8.1.2015: Erich Maria Remarque: Im Westen nichts Neues. Roman. In der Fassung der EA mit Anhang und einem Nachw. hg. v. Thomas F. Schneider. 2. Aufl. Köln 2014. Gelesen in drei Tagen für mein MA-Seminar zum Ersten Weltkrieg. Vollständig habe ich den Roman vorher nicht gelesen, allerdings hatte ich zuvor schon das von August Diehl sehr gut gelesene Hörbuch ganz gehört.

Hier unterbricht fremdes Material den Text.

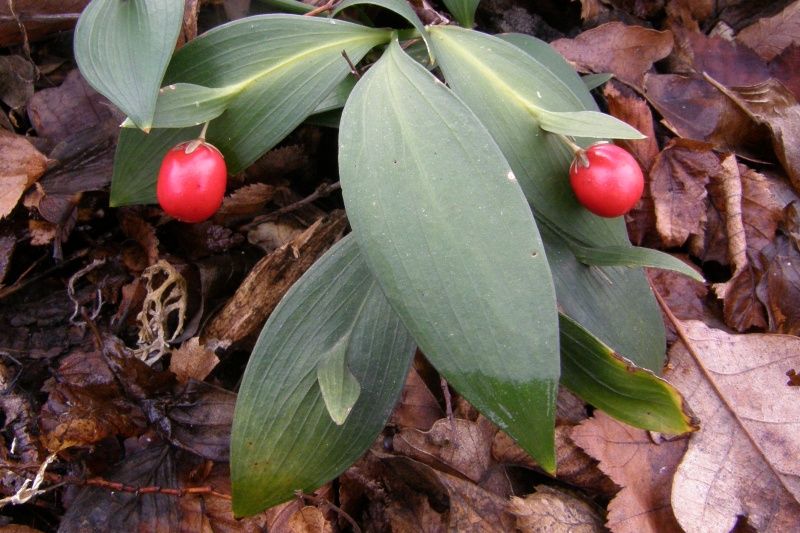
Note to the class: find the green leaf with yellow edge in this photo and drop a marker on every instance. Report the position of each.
(283, 437)
(605, 379)
(122, 49)
(446, 230)
(273, 70)
(500, 79)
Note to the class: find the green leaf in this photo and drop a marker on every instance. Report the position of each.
(401, 7)
(136, 162)
(612, 383)
(591, 124)
(122, 49)
(498, 81)
(184, 104)
(632, 256)
(593, 81)
(278, 69)
(283, 438)
(463, 11)
(339, 387)
(446, 230)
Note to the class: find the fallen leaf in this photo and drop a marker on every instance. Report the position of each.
(627, 51)
(742, 462)
(574, 466)
(417, 408)
(20, 167)
(774, 106)
(778, 288)
(17, 75)
(678, 185)
(643, 469)
(694, 109)
(550, 510)
(309, 519)
(786, 68)
(245, 201)
(245, 313)
(458, 446)
(100, 509)
(769, 36)
(192, 361)
(200, 419)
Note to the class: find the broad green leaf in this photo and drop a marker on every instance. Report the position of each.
(446, 230)
(463, 11)
(279, 68)
(288, 6)
(136, 162)
(283, 438)
(593, 81)
(122, 49)
(339, 387)
(632, 256)
(401, 7)
(183, 104)
(591, 124)
(612, 383)
(498, 80)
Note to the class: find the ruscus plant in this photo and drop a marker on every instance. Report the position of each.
(467, 240)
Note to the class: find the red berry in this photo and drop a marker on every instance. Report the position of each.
(191, 181)
(608, 181)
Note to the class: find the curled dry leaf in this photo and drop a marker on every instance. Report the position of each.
(574, 466)
(678, 186)
(549, 510)
(769, 36)
(309, 519)
(20, 166)
(643, 469)
(418, 407)
(192, 361)
(460, 446)
(244, 314)
(743, 461)
(627, 51)
(694, 109)
(772, 105)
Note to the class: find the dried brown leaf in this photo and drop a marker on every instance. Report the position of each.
(17, 75)
(192, 361)
(459, 446)
(245, 201)
(626, 51)
(779, 286)
(643, 469)
(73, 106)
(245, 313)
(742, 462)
(770, 36)
(200, 420)
(418, 408)
(694, 109)
(20, 166)
(574, 466)
(678, 186)
(550, 510)
(772, 105)
(309, 519)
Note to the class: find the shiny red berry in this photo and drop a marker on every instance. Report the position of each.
(606, 180)
(191, 182)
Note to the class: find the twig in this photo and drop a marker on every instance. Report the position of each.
(322, 501)
(323, 190)
(353, 70)
(327, 6)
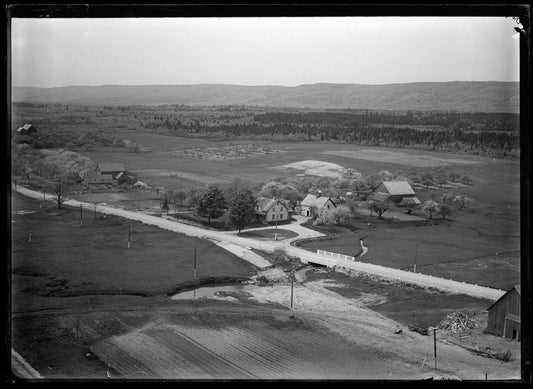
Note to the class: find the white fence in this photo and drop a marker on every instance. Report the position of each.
(335, 255)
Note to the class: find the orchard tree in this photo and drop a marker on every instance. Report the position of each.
(380, 207)
(454, 176)
(410, 203)
(441, 180)
(193, 197)
(241, 209)
(466, 180)
(212, 204)
(447, 198)
(179, 196)
(462, 201)
(59, 190)
(165, 204)
(430, 207)
(444, 210)
(340, 214)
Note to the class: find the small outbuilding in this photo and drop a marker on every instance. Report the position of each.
(271, 210)
(504, 315)
(397, 192)
(26, 129)
(313, 203)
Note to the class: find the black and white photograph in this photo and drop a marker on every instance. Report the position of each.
(234, 197)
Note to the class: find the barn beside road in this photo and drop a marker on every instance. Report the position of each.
(504, 315)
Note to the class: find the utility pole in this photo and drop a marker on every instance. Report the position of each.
(416, 253)
(194, 264)
(435, 346)
(292, 287)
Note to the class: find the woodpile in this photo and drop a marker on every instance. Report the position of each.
(456, 322)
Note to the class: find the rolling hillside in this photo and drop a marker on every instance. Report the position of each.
(456, 96)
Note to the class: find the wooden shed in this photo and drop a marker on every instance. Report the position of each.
(26, 129)
(504, 315)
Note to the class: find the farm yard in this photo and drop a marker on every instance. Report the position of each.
(99, 328)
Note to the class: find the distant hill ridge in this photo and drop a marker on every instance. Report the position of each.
(476, 96)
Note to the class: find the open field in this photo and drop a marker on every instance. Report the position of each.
(408, 158)
(150, 335)
(269, 234)
(66, 259)
(262, 167)
(483, 237)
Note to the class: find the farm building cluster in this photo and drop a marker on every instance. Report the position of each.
(504, 315)
(105, 173)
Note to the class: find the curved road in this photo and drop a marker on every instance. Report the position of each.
(304, 255)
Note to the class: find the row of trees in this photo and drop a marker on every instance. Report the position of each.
(430, 207)
(236, 202)
(481, 121)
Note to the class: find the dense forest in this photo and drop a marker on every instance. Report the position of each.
(488, 134)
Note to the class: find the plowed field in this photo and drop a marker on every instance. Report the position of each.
(247, 350)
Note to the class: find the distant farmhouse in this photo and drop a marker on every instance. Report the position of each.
(105, 173)
(271, 210)
(397, 192)
(94, 177)
(26, 129)
(111, 168)
(504, 315)
(312, 203)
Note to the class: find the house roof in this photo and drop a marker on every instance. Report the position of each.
(265, 204)
(25, 127)
(377, 196)
(309, 200)
(111, 167)
(410, 200)
(516, 287)
(398, 187)
(312, 200)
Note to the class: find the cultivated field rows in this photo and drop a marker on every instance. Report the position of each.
(250, 350)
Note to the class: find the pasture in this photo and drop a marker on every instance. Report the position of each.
(64, 259)
(479, 244)
(175, 160)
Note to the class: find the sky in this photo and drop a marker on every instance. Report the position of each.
(287, 51)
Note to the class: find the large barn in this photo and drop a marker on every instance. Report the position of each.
(26, 129)
(312, 203)
(396, 192)
(111, 168)
(271, 210)
(504, 315)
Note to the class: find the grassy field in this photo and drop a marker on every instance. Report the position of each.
(66, 259)
(406, 304)
(479, 244)
(263, 167)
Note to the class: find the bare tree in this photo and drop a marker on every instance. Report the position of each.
(431, 207)
(462, 201)
(59, 190)
(379, 207)
(444, 210)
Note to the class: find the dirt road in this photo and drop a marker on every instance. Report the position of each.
(304, 255)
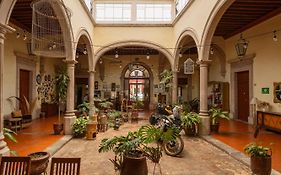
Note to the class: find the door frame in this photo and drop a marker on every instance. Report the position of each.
(240, 65)
(26, 62)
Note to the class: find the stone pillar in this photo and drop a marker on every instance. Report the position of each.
(175, 87)
(4, 150)
(69, 116)
(91, 91)
(204, 128)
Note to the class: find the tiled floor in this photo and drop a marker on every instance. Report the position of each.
(36, 137)
(237, 134)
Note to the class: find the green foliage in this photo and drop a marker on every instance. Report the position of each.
(190, 119)
(216, 113)
(79, 127)
(256, 150)
(9, 134)
(61, 83)
(138, 143)
(166, 78)
(84, 108)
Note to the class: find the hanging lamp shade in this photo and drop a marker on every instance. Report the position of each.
(49, 26)
(241, 46)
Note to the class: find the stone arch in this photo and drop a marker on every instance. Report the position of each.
(151, 78)
(83, 33)
(7, 7)
(149, 44)
(218, 51)
(189, 33)
(210, 27)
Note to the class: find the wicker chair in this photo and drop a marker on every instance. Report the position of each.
(15, 166)
(65, 166)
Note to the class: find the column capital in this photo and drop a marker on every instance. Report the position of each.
(204, 62)
(70, 62)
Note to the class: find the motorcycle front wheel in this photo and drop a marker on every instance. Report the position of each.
(175, 147)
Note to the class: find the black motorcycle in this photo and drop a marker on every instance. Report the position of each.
(161, 119)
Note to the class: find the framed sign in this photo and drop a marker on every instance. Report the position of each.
(189, 66)
(265, 90)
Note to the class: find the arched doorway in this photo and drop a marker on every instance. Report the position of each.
(137, 84)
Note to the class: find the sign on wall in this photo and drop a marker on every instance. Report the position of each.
(265, 90)
(189, 66)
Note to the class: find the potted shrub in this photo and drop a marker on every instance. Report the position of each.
(216, 114)
(39, 162)
(190, 122)
(61, 84)
(132, 150)
(79, 127)
(260, 158)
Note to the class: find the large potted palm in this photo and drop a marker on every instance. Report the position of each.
(61, 84)
(260, 158)
(132, 150)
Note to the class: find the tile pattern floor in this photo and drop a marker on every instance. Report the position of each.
(238, 134)
(36, 137)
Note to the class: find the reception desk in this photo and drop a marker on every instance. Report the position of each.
(269, 120)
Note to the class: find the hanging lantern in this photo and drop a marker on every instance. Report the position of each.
(241, 46)
(49, 26)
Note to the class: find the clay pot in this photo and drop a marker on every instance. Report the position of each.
(261, 165)
(39, 162)
(134, 165)
(58, 128)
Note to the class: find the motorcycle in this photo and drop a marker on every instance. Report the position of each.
(161, 119)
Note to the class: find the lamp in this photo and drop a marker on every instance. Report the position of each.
(241, 46)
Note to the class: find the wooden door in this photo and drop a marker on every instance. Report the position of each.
(243, 95)
(24, 88)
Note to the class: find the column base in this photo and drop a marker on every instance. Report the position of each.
(4, 150)
(69, 119)
(204, 127)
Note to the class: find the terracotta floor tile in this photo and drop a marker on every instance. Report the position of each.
(238, 134)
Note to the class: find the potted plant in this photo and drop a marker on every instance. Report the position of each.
(132, 150)
(61, 84)
(260, 158)
(79, 127)
(190, 122)
(39, 162)
(216, 114)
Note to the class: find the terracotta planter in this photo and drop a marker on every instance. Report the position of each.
(58, 128)
(39, 162)
(134, 166)
(261, 165)
(190, 131)
(215, 127)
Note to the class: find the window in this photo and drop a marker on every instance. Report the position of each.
(154, 12)
(180, 4)
(113, 12)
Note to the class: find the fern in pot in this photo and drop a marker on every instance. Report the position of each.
(190, 122)
(260, 158)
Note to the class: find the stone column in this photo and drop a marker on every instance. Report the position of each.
(69, 116)
(175, 87)
(91, 91)
(4, 150)
(204, 128)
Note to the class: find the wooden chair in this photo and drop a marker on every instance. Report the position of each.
(15, 166)
(65, 166)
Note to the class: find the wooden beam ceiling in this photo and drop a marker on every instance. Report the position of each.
(244, 14)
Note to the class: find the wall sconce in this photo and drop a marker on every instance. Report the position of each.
(241, 46)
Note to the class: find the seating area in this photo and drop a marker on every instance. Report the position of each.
(23, 166)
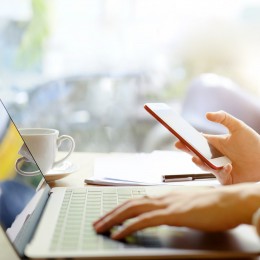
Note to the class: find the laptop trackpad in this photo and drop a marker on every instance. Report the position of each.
(242, 239)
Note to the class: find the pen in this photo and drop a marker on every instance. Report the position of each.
(187, 177)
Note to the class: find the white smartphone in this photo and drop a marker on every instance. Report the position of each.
(187, 134)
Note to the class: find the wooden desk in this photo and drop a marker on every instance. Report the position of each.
(86, 163)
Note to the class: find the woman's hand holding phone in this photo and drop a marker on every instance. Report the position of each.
(241, 145)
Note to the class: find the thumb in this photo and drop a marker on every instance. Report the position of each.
(216, 141)
(227, 120)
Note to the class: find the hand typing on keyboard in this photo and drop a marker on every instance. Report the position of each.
(216, 209)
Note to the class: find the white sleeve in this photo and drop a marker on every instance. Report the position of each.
(256, 221)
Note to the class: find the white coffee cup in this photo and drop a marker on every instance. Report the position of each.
(43, 144)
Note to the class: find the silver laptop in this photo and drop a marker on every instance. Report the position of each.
(41, 222)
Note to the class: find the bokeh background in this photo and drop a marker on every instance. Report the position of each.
(86, 67)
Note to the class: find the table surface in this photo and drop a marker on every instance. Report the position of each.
(85, 161)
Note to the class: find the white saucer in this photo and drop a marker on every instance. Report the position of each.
(60, 171)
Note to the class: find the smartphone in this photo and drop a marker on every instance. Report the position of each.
(187, 134)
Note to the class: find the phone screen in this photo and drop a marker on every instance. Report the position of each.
(182, 129)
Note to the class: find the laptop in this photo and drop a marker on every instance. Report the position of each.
(41, 222)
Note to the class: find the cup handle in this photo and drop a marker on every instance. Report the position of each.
(24, 173)
(72, 147)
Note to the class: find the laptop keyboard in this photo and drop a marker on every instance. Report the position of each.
(80, 208)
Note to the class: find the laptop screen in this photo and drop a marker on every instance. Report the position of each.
(19, 194)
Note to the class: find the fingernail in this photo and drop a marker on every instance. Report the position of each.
(115, 235)
(98, 227)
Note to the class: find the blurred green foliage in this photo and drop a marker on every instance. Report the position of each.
(32, 46)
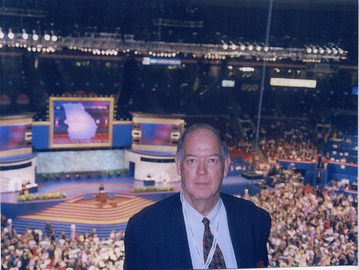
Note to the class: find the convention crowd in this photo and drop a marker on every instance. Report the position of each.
(310, 227)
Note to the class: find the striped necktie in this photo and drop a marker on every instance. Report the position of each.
(217, 261)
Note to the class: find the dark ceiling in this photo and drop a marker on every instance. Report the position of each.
(294, 23)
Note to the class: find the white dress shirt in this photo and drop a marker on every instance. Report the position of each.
(195, 231)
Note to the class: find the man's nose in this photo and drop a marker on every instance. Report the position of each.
(202, 168)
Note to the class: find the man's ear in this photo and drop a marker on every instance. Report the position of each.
(178, 165)
(226, 165)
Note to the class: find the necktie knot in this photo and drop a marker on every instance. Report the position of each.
(206, 222)
(208, 238)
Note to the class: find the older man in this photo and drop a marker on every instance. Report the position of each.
(199, 227)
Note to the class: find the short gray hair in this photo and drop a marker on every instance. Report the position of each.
(180, 145)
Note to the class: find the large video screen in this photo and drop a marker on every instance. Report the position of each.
(15, 135)
(81, 122)
(156, 134)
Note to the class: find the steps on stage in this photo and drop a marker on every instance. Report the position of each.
(114, 210)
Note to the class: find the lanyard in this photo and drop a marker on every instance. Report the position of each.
(213, 247)
(195, 243)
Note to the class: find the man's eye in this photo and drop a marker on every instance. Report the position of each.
(191, 161)
(213, 160)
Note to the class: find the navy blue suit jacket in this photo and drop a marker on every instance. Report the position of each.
(155, 238)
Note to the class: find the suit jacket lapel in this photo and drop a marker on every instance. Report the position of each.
(177, 243)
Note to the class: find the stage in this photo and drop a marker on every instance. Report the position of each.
(81, 208)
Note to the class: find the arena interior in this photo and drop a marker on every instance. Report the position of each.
(95, 95)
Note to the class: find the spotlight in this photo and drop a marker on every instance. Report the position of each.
(47, 37)
(11, 34)
(242, 47)
(25, 35)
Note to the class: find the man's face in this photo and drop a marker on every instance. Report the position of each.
(202, 168)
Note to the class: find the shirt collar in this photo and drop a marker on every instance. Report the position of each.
(195, 216)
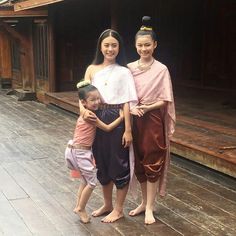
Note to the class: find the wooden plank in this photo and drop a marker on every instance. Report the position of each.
(9, 187)
(35, 219)
(63, 221)
(28, 13)
(10, 222)
(33, 3)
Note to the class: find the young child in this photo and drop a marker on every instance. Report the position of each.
(78, 154)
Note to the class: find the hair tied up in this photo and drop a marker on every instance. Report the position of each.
(146, 23)
(82, 83)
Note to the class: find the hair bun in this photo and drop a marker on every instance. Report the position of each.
(82, 83)
(146, 21)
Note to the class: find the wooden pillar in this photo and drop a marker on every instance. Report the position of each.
(5, 56)
(51, 48)
(114, 9)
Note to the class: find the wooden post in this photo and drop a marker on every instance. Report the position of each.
(114, 9)
(5, 56)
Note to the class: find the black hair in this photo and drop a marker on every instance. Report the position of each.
(146, 28)
(121, 58)
(84, 90)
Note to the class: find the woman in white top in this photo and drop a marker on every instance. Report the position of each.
(111, 150)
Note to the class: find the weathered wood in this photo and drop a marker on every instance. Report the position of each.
(28, 4)
(37, 194)
(199, 135)
(28, 13)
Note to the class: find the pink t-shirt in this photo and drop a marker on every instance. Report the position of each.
(84, 133)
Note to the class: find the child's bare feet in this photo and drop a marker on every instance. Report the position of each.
(102, 210)
(76, 209)
(149, 218)
(138, 210)
(84, 217)
(113, 216)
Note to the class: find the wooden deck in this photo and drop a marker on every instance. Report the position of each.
(37, 194)
(205, 131)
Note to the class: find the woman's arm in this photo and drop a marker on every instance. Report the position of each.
(127, 136)
(112, 125)
(146, 108)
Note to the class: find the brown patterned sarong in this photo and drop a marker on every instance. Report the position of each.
(149, 146)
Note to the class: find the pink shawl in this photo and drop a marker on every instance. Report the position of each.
(155, 85)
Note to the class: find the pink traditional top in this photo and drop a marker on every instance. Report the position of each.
(84, 133)
(154, 85)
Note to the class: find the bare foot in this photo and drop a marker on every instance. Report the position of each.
(149, 218)
(76, 209)
(84, 217)
(140, 209)
(101, 211)
(113, 216)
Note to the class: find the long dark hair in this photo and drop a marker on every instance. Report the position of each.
(146, 28)
(120, 59)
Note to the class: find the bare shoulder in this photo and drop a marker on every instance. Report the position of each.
(90, 72)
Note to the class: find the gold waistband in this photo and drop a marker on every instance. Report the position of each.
(78, 146)
(110, 106)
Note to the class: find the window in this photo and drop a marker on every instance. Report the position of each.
(40, 44)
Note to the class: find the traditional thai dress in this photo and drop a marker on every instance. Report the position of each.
(116, 86)
(152, 131)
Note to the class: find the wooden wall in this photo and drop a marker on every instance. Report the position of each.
(5, 56)
(77, 27)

9.1.2015: Alexander von Schönburg. Smalltalk. Die Kunst des stilvollen Mitredens. Berlin 2015. Gelesen seit dem 5.1. Hatte mich im Herbst für einen Vortrag mal wieder mit den einst jungen Herrn von Tristesse royale beschäftigt. In den kommenden Wochen steht die Ausarbeitung des Vortrags an. Als jetzt von Schönburgs Buch erschien und ich mich an einige konversationsmäßig gruselige Runden der letzten Zeit erinnerte (sie bestätigten auf erschreckende Weise Bohrers Provinzialismusthese), musste ich es einfach haben. Der Gute dampfplaudert auf 300 Seiten – elegant, nicht ganz so pointiert wie es von Stuckrad-Barre beherrscht, aber mit dem Herz am rechten Fleck. Man wünscht sich einen langen Club-Abend mit ihm – idealerweise in seinem Lieblingshotel in Manhattan.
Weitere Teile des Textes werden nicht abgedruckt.